Installation

Prerequisites

MarkItDown requires Python 3.10 or higher. Before installing, verify your Python version:

python --version

If you have Python 3.9 or earlier, you’ll need to upgrade to use MarkItDown.

Virtual environment setup

We strongly recommend using a virtual environment to avoid dependency conflicts with other Python projects.

Standard Python
uv
Anaconda

Create and activate a virtual environment using Python’s built-in venv module:

python -m venv .venv
source .venv/bin/activate

When activated, your terminal prompt will show (.venv) at the beginning.

To deactivate the virtual environment later, simply run deactivate.

uv is a fast Python package installer. Create a virtual environment with a specific Python version:

uv venv --python=3.12 .venv
source .venv/bin/activate

When using uv, be sure to use uv pip install rather than just pip install to install packages in the virtual environment.

If you’re using Anaconda or Miniconda, create an environment with:

conda create -n markitdown python=3.12
conda activate markitdown

To deactivate later:

conda deactivate

Basic installation

Once your virtual environment is activated, install MarkItDown.

Install all features

For complete format support, install with all optional dependencies:

pip install 'markitdown[all]'

This installs support for:

PDF files
Word documents (.docx)
PowerPoint presentations (.pptx)
Excel spreadsheets (.xlsx, .xls)
Outlook messages (.msg)
Audio transcription
YouTube transcripts
Azure Document Intelligence
And more

The [all] extra provides backward-compatible behavior with MarkItDown versions prior to 0.1.0.

Minimal installation

For a minimal installation with only core dependencies:

pip install markitdown

This includes support for:

HTML
Plain text formats (CSV, JSON, XML)
Jupyter notebooks
EPub files
ZIP archives
Basic image metadata (without OCR)

Selective installation

Starting with version 0.1.0, MarkItDown organizes dependencies into optional feature groups. Install only what you need to keep your environment lean.

Available feature groups

PDF support

pip install 'markitdown[pdf]'

Dependencies:

pdfminer.six - Text extraction
pdfplumber - Table and layout detection

Office documents

Word documents:

pip install 'markitdown[docx]'

PowerPoint presentations:

pip install 'markitdown[pptx]'

Excel spreadsheets (modern):

pip install 'markitdown[xlsx]'

Excel spreadsheets (legacy .xls):

pip install 'markitdown[xls]'

Outlook messages

pip install 'markitdown[outlook]'

Enables conversion of Outlook .msg files.

Audio transcription

pip install 'markitdown[audio-transcription]'

Dependencies:

pydub - Audio processing
SpeechRecognition - Speech-to-text

Supports .wav and .mp3 files.

YouTube transcripts

pip install 'markitdown[youtube-transcription]'

Fetch transcripts from YouTube URLs.

Azure Document Intelligence

pip install 'markitdown[az-doc-intel]'

Dependencies:

azure-ai-documentintelligence
azure-identity

Use Microsoft’s cloud-based document processing service for superior accuracy.

Combining feature groups

Install multiple feature groups by separating them with commas:

pip install 'markitdown[pdf,docx,pptx]'

This installs only PDF, Word, and PowerPoint support.

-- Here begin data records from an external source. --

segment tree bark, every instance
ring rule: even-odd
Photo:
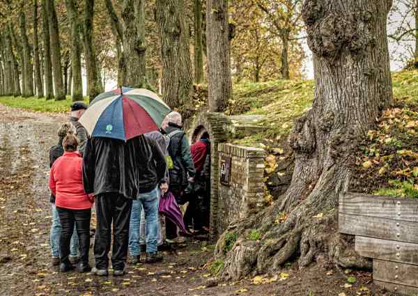
[[[286,31],[281,34],[280,38],[281,39],[281,67],[280,72],[281,72],[281,78],[284,79],[290,79],[291,75],[289,73],[289,32]]]
[[[156,20],[161,40],[163,100],[171,108],[190,102],[193,75],[189,27],[183,0],[157,0]]]
[[[33,96],[33,65],[32,64],[32,55],[31,54],[31,46],[26,34],[26,16],[23,11],[20,13],[20,29],[23,47],[23,64],[25,75],[25,87],[23,93],[24,97]]]
[[[33,68],[35,70],[35,89],[38,98],[43,98],[43,84],[39,61],[39,41],[38,37],[38,0],[33,0]]]
[[[86,57],[86,71],[88,85],[88,97],[91,102],[100,93],[100,81],[98,73],[98,65],[93,45],[93,20],[94,16],[94,0],[85,0],[84,39]]]
[[[116,47],[116,58],[118,59],[118,86],[123,84],[123,69],[121,68],[123,65],[123,52],[122,52],[122,42],[123,40],[123,32],[122,25],[119,22],[119,18],[116,14],[111,0],[104,0],[106,4],[106,9],[110,18],[110,23],[111,24],[111,31],[115,36],[115,43]]]
[[[65,7],[71,31],[71,68],[72,69],[71,93],[72,102],[76,102],[83,100],[80,22],[78,17],[79,11],[74,0],[65,0]]]
[[[13,26],[12,24],[9,24],[9,36],[10,37],[10,40],[12,42],[12,47],[15,47],[15,49],[19,54],[19,57],[13,55],[14,56],[14,62],[13,62],[13,75],[15,77],[17,77],[19,79],[19,93],[20,94],[23,94],[26,92],[26,70],[24,69],[24,56],[23,53],[23,47],[22,44],[19,42],[17,38],[18,36],[15,32],[15,29],[13,29]],[[22,88],[20,87],[20,79],[22,79]],[[16,86],[16,82],[14,82]],[[15,89],[16,86],[15,86]]]
[[[54,72],[54,87],[55,88],[55,100],[65,100],[64,93],[64,84],[63,83],[63,74],[61,62],[61,45],[59,41],[59,32],[58,19],[54,0],[46,0],[48,12],[48,24],[49,25],[49,40],[51,49],[51,61]]]
[[[8,30],[6,33],[6,42],[7,50],[8,52],[9,64],[10,68],[10,85],[13,87],[13,96],[19,97],[22,92],[20,91],[20,79],[19,77],[19,65],[13,53],[12,47],[12,29],[11,26],[8,26]]]
[[[202,29],[201,0],[194,0],[194,82],[196,84],[203,80]]]
[[[70,64],[70,54],[68,51],[65,51],[64,53],[63,60],[63,74],[64,75],[64,93],[67,95],[71,95],[71,84],[68,84],[68,69],[71,68],[71,65]]]
[[[67,85],[68,86],[68,88],[67,89],[67,95],[71,95],[71,86],[72,84],[72,68],[70,67],[69,73],[68,73],[68,81],[67,82]]]
[[[414,17],[415,18],[415,51],[414,58],[415,62],[418,61],[418,0],[415,0],[414,9]]]
[[[229,226],[238,239],[225,258],[224,276],[277,270],[297,252],[301,267],[318,256],[344,267],[371,267],[338,234],[337,203],[348,187],[345,164],[357,140],[393,100],[386,31],[391,6],[392,0],[305,1],[316,91],[312,109],[295,121],[289,137],[295,153],[292,182],[271,207]],[[249,229],[261,233],[259,242],[245,239]]]
[[[12,95],[13,94],[13,72],[10,54],[7,49],[7,32],[0,31],[0,54],[3,63],[3,73],[4,75],[4,94]]]
[[[125,68],[123,84],[143,88],[146,85],[144,0],[124,0],[122,20]]]
[[[232,93],[228,0],[207,0],[209,111],[225,110]]]
[[[52,86],[52,68],[51,65],[51,45],[48,15],[47,0],[42,0],[42,36],[43,42],[45,99],[52,100],[54,98],[54,87]]]

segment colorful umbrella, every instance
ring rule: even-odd
[[[161,196],[160,203],[158,205],[158,212],[169,218],[185,233],[188,233],[189,231],[185,227],[183,215],[178,208],[176,198],[170,192],[166,193]]]
[[[127,141],[158,130],[169,112],[155,93],[123,87],[98,95],[79,121],[91,137]]]

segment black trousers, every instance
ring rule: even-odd
[[[77,233],[79,236],[80,261],[88,263],[88,249],[90,248],[90,219],[91,209],[70,210],[56,207],[62,231],[59,237],[59,258],[63,263],[69,264],[70,242],[74,232],[74,223],[77,224]]]
[[[170,185],[169,191],[173,194],[178,203],[184,188],[185,186]],[[177,226],[168,218],[166,218],[166,237],[169,240],[177,237]]]
[[[125,268],[129,241],[129,222],[132,201],[118,193],[100,194],[96,200],[97,226],[94,241],[95,267],[109,267],[109,257],[113,221],[111,264],[114,270]]]

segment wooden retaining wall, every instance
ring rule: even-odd
[[[348,193],[339,199],[339,232],[373,258],[375,283],[418,295],[418,200]]]

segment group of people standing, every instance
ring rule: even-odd
[[[78,122],[87,109],[71,107],[69,123],[59,130],[49,150],[52,203],[52,264],[61,272],[77,268],[115,276],[131,262],[162,260],[159,249],[184,242],[177,225],[159,215],[159,201],[169,191],[178,204],[188,202],[184,221],[194,232],[209,226],[210,141],[207,133],[191,147],[182,130],[181,115],[171,112],[158,131],[125,141],[91,137]],[[95,266],[88,263],[91,208],[95,203]],[[165,224],[165,231],[163,225]],[[113,237],[112,237],[113,234]]]

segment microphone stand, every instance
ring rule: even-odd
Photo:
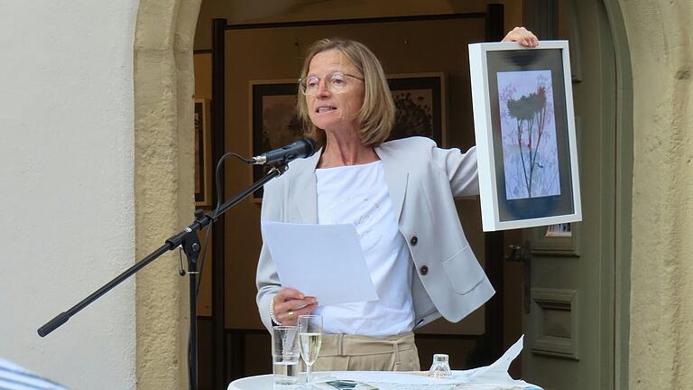
[[[190,335],[189,344],[189,388],[190,390],[198,390],[198,321],[197,321],[197,288],[198,281],[195,276],[198,274],[198,257],[199,256],[200,246],[199,238],[198,237],[198,232],[204,227],[217,221],[217,219],[232,207],[236,206],[238,202],[245,199],[248,195],[252,194],[256,190],[263,187],[267,181],[281,176],[289,169],[289,166],[284,163],[273,167],[269,172],[258,181],[253,183],[250,187],[237,194],[231,200],[219,206],[217,209],[209,212],[206,215],[201,215],[196,218],[196,220],[185,228],[180,232],[169,237],[165,244],[160,246],[155,251],[149,254],[146,257],[135,263],[123,274],[119,274],[112,281],[106,283],[103,287],[92,292],[91,295],[82,300],[79,303],[63,311],[52,320],[46,322],[42,327],[39,328],[38,333],[41,337],[45,337],[51,331],[55,330],[58,327],[64,324],[69,320],[70,317],[79,312],[82,309],[88,304],[98,299],[101,295],[105,294],[112,288],[120,284],[123,281],[132,276],[134,273],[143,268],[145,265],[155,260],[157,257],[163,255],[165,252],[173,250],[180,246],[183,247],[188,257],[188,274],[190,274]],[[181,276],[185,274],[180,273]]]

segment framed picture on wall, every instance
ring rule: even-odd
[[[447,146],[445,74],[390,75],[387,82],[397,108],[389,139],[419,135]]]
[[[209,100],[195,99],[195,206],[209,207],[212,205],[212,181],[209,177],[212,163],[211,141],[209,130]]]
[[[568,42],[469,45],[485,231],[582,219]]]
[[[300,138],[303,129],[296,112],[295,79],[257,80],[250,82],[250,118],[253,155],[282,147]],[[253,182],[263,178],[268,167],[253,166]],[[263,189],[253,193],[259,201]]]

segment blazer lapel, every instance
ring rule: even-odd
[[[385,182],[387,183],[387,190],[390,191],[390,200],[393,202],[393,211],[394,211],[395,218],[399,221],[407,193],[409,172],[403,164],[398,163],[396,157],[383,148],[376,147],[375,153],[383,162]]]
[[[322,149],[311,157],[296,160],[289,168],[295,170],[296,178],[289,193],[295,197],[292,203],[296,205],[302,223],[318,223],[318,192],[315,182],[315,167],[320,160]]]

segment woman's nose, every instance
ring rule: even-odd
[[[328,80],[320,80],[318,83],[318,96],[329,96],[330,93]]]

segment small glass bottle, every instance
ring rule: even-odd
[[[450,365],[448,362],[448,355],[446,354],[434,354],[433,364],[429,370],[429,376],[438,378],[447,378],[452,376],[452,371],[450,371]]]

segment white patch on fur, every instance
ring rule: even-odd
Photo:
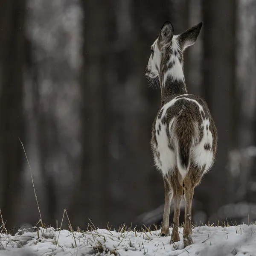
[[[169,129],[170,134],[170,138],[167,137],[166,132],[166,127],[162,122],[162,119],[166,115],[167,109],[172,107],[177,101],[180,99],[186,99],[189,101],[192,102],[196,103],[198,106],[199,112],[204,111],[203,107],[195,100],[189,99],[181,96],[186,96],[187,94],[180,95],[172,99],[168,103],[165,104],[162,108],[163,113],[161,116],[158,116],[156,122],[155,129],[157,131],[160,125],[161,129],[159,131],[159,134],[156,134],[156,139],[157,142],[157,149],[160,153],[160,158],[161,164],[159,163],[157,164],[159,169],[161,170],[163,175],[165,175],[168,172],[171,172],[172,170],[175,166],[177,166],[179,171],[183,177],[185,177],[187,172],[187,170],[184,169],[180,166],[179,160],[177,150],[178,148],[177,140],[175,137],[173,129],[175,125],[176,118],[174,117],[170,120]],[[179,98],[177,98],[179,97]],[[191,161],[195,163],[197,166],[202,167],[205,165],[205,172],[207,172],[211,167],[213,162],[213,157],[212,151],[207,150],[204,148],[204,145],[209,143],[211,149],[212,146],[212,135],[209,129],[207,129],[206,127],[209,126],[210,122],[209,119],[202,119],[202,127],[204,127],[203,138],[201,141],[198,143],[200,136],[199,131],[198,130],[197,123],[195,123],[195,133],[193,138],[192,146],[191,147]],[[158,129],[159,130],[159,129]],[[174,146],[175,150],[170,149],[169,146],[169,142],[170,140],[171,144]],[[156,163],[157,160],[155,159]]]
[[[152,77],[155,77],[159,76],[158,71],[157,67],[158,70],[160,68],[160,64],[161,63],[161,52],[157,47],[157,42],[158,41],[157,38],[152,45],[152,47],[154,49],[154,53],[152,57],[152,54],[151,54],[147,66],[147,69],[150,70],[150,75],[151,75]]]
[[[204,145],[209,144],[211,149],[212,146],[212,135],[210,130],[207,130],[206,127],[209,126],[209,119],[203,119],[202,127],[204,128],[203,138],[201,141],[192,149],[192,158],[193,161],[198,166],[203,167],[205,165],[205,172],[207,172],[212,166],[213,162],[212,151],[207,150],[204,148]]]
[[[161,126],[161,131],[159,131],[159,135],[157,132],[156,134],[157,141],[157,150],[160,154],[160,160],[162,164],[159,169],[162,171],[163,175],[165,175],[171,172],[176,166],[176,154],[174,151],[169,148],[169,141],[170,138],[167,137],[166,126],[163,124],[160,119],[157,119],[156,131],[157,131],[158,129],[159,125]],[[158,161],[157,160],[155,160],[155,161],[156,163]]]
[[[172,48],[173,52],[176,51],[179,52],[180,51],[180,47],[177,42],[178,35],[174,35],[172,40]],[[169,70],[167,70],[166,73],[164,74],[163,76],[163,83],[164,86],[165,84],[166,79],[168,77],[171,76],[173,80],[177,80],[177,81],[185,81],[185,78],[184,76],[184,73],[183,72],[183,68],[182,64],[179,61],[178,55],[176,56],[175,55],[172,54],[171,56],[170,59],[169,61],[169,63],[170,63],[171,61],[174,61],[175,64]]]

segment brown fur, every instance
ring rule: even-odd
[[[160,67],[157,67],[156,68],[159,73],[161,85],[162,102],[161,108],[152,126],[151,140],[152,151],[155,160],[157,161],[158,167],[161,169],[163,166],[163,163],[161,162],[160,152],[158,150],[157,135],[159,135],[160,131],[163,127],[159,125],[156,129],[157,120],[161,119],[162,125],[166,128],[166,134],[169,140],[168,148],[171,151],[175,151],[175,148],[177,150],[177,145],[175,142],[171,139],[172,134],[170,134],[169,129],[175,134],[178,142],[177,145],[178,145],[178,148],[177,152],[180,158],[179,163],[181,163],[182,168],[186,170],[184,175],[185,177],[183,177],[180,170],[176,166],[173,169],[169,170],[167,175],[163,176],[165,187],[165,208],[162,235],[168,236],[169,234],[169,216],[171,201],[172,198],[175,205],[175,212],[171,242],[180,240],[178,233],[179,219],[181,200],[184,195],[185,218],[183,240],[185,246],[193,242],[191,221],[194,190],[195,187],[200,183],[206,168],[205,164],[199,167],[196,163],[193,163],[192,160],[191,160],[191,148],[192,144],[196,145],[201,142],[204,132],[206,132],[206,134],[207,134],[209,131],[212,135],[212,144],[211,146],[209,143],[206,143],[203,150],[207,151],[211,151],[214,160],[217,150],[218,137],[214,122],[205,101],[199,96],[188,95],[185,82],[183,80],[175,79],[173,77],[168,77],[163,84],[163,79],[165,74],[172,68],[175,61],[179,61],[183,68],[183,50],[187,46],[192,44],[193,42],[195,41],[201,26],[202,23],[199,23],[176,38],[178,38],[177,44],[179,45],[177,47],[178,50],[177,49],[177,47],[174,50],[172,48],[173,28],[171,24],[167,22],[162,27],[157,44],[161,54],[160,66]],[[175,57],[174,57],[174,55]],[[172,55],[172,60],[169,62]],[[148,67],[146,70],[150,72]],[[163,116],[163,107],[175,97],[176,99],[184,98],[192,100],[183,99],[177,100],[166,109],[165,114]],[[201,106],[202,110],[195,101]],[[209,120],[209,126],[208,124],[206,125],[205,131],[204,127],[202,126],[203,122],[206,123],[204,121],[207,119]],[[174,121],[171,123],[172,120]],[[171,125],[171,123],[173,126],[173,129],[171,126],[169,128],[169,125]],[[195,138],[196,138],[196,141],[195,141],[196,139]]]

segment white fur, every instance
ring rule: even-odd
[[[198,166],[203,167],[205,164],[205,172],[211,167],[213,162],[213,154],[212,150],[206,150],[204,145],[210,144],[211,148],[212,146],[212,135],[210,130],[207,130],[206,126],[209,125],[209,119],[203,120],[202,127],[204,128],[203,138],[201,141],[194,148],[192,151],[192,158]]]
[[[147,69],[150,70],[150,73],[148,74],[150,77],[155,77],[159,76],[157,67],[158,69],[160,68],[161,52],[157,45],[158,41],[158,39],[157,39],[152,45],[151,47],[154,50],[154,55],[152,53],[151,54],[147,67]],[[153,57],[152,55],[153,56]]]
[[[156,130],[158,129],[159,125],[161,126],[161,131],[159,131],[159,135],[157,132],[156,137],[157,141],[157,150],[160,153],[160,163],[157,163],[157,166],[161,170],[163,175],[167,175],[171,171],[176,165],[176,154],[170,149],[168,145],[169,138],[167,137],[166,131],[166,126],[163,125],[161,120],[157,119],[156,122]]]
[[[185,96],[186,95],[180,95]],[[159,131],[159,134],[156,133],[156,139],[157,142],[157,150],[160,153],[160,162],[158,162],[157,157],[155,157],[156,165],[158,168],[161,170],[163,175],[166,175],[169,172],[172,172],[173,168],[175,166],[177,166],[179,171],[184,178],[187,170],[184,169],[179,164],[180,161],[178,159],[178,154],[177,154],[178,145],[177,138],[175,137],[173,129],[175,125],[176,118],[175,117],[170,120],[169,123],[168,128],[169,129],[170,138],[167,137],[166,132],[166,127],[162,122],[162,119],[165,116],[167,109],[172,107],[175,102],[180,99],[185,99],[189,101],[195,103],[198,107],[198,111],[203,111],[203,107],[197,101],[188,99],[187,98],[181,97],[177,98],[175,97],[168,103],[165,104],[162,108],[163,110],[161,116],[158,116],[155,125],[156,131],[159,130],[159,125],[161,127],[161,130]],[[203,138],[201,141],[198,143],[199,139],[199,131],[198,128],[198,124],[195,123],[195,133],[194,137],[193,139],[192,146],[191,147],[191,160],[199,167],[202,167],[205,165],[205,172],[207,172],[211,167],[213,161],[213,153],[212,150],[206,150],[204,149],[204,145],[209,143],[211,148],[212,145],[212,136],[210,130],[207,129],[207,126],[209,126],[209,119],[204,119],[202,117],[202,127],[204,128]],[[171,145],[174,147],[175,150],[170,149],[168,145],[168,143],[170,140]]]
[[[177,42],[178,35],[174,35],[172,38],[172,47],[174,51],[179,52],[180,50]],[[170,58],[169,63],[174,61],[175,64],[171,69],[167,70],[163,76],[163,84],[165,84],[167,77],[171,76],[173,80],[185,81],[184,73],[182,64],[180,62],[178,55],[175,56],[173,54]]]

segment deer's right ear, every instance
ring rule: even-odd
[[[163,25],[159,35],[158,40],[162,45],[166,45],[172,41],[173,37],[173,27],[172,23],[166,21]]]

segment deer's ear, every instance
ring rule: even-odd
[[[162,45],[166,45],[172,41],[173,37],[173,27],[169,21],[166,21],[163,25],[158,40]]]
[[[200,22],[180,35],[179,38],[182,51],[195,44],[199,35],[202,25],[203,22]]]

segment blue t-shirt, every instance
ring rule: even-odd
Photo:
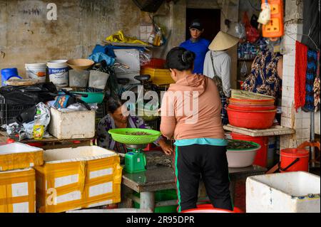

Start with a minimal installation and add features as needed to minimize dependencies.

Install from source

For development or to use the latest unreleased features, install from the GitHub repository:

Clone the repository

git clone https://github.com/microsoft/markitdown.git
cd markitdown

Install in development mode

pip install -e 'packages/markitdown[all]'

The -e flag installs in editable mode, so changes to the source code are immediately reflected.

Verify installation

markitdown --version

Docker installation

Run MarkItDown in a Docker container for isolated environments:

Build the Docker image

docker build -t markitdown:latest .

Run conversions

docker run --rm -i markitdown:latest < ~/your-file.pdf > output.md

The --rm flag automatically removes the container after it exits.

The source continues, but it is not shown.